On Wed, 12 Feb 2014 00:07:43 -0800
Eric Anholt <e...@anholt.net> wrote:

> >> On Sun, 15 Dec 2013 12:38:28 +0200
> >> Lauri Kasanen <c...@gmx.com> wrote:
> >> 
> >> > There is a GLX extension for this behavior, glx_swap_control_tear, which 
> >> > mesa doesn't
> >> > support ATM. But as usual, even after it becomes supported, there will 
> >> > be thousands
> >> > of applications that won't add support for it, necessitating the need 
> >> > for a user
> >> > override.
> >> 
> >> Ping. Patch 1 is already merged.
> >
> > Ping 2.
> 
> I don't think this is what people are thinking of when they ask for
> GLX_swap_control_tear.  The model behind swap_control_tear, as far as
> I've heard, is that you've got a workload that should be hitting refresh
> rate, but then something happens (a shader recompile, for example).  So
> one frame misses vsync, and you want that frame to get presented as soon
> as possible rather than at the next vblank.
> 
> Instead, this patch has that swap still presented vsynced next frame,
> late, but then the frame after that (that you predict should be back to
> hitting refresh rate) ends up tearing even when it finished on time.  It
> seems worse than what would have happened without the patch.
> 
> There's also the fact that gettimeofday() has only a very limited
> relationship to when frames are ready to be flipped.
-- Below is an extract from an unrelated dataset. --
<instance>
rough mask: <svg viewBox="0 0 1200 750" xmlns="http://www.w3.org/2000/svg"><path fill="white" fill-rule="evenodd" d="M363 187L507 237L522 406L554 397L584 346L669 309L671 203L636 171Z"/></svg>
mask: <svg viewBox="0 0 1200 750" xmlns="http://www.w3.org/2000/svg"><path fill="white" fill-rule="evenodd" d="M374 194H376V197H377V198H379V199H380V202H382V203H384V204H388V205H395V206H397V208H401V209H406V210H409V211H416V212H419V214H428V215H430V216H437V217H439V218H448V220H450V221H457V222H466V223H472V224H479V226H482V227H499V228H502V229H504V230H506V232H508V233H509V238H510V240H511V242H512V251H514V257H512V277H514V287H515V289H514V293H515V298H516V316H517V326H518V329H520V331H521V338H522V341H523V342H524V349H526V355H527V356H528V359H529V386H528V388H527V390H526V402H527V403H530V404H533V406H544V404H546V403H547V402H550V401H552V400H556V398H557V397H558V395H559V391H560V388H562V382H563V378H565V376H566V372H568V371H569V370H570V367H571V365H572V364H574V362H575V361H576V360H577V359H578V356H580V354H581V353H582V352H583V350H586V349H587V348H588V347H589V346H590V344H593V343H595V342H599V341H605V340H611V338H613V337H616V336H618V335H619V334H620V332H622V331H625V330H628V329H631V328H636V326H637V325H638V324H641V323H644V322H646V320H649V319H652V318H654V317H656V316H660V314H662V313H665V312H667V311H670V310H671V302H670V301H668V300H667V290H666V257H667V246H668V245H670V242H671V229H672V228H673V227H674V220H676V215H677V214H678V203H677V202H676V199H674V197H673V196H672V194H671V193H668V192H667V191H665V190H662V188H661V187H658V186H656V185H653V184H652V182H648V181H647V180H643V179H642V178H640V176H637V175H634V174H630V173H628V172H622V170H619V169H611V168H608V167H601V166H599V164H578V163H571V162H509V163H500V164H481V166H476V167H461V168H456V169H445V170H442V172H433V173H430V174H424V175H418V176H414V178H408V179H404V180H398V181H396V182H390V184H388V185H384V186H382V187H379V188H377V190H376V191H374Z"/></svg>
True, it won't catch a single-frame hickup currently. But the situation
I thought of was different: you usually hit the refresh rate, but then
a heavy level / cutscene / animation happens, which would drop you to
30 fps for several minutes, as long as the heavier workload is present.

This has downsides for latency and the perception of smoothness.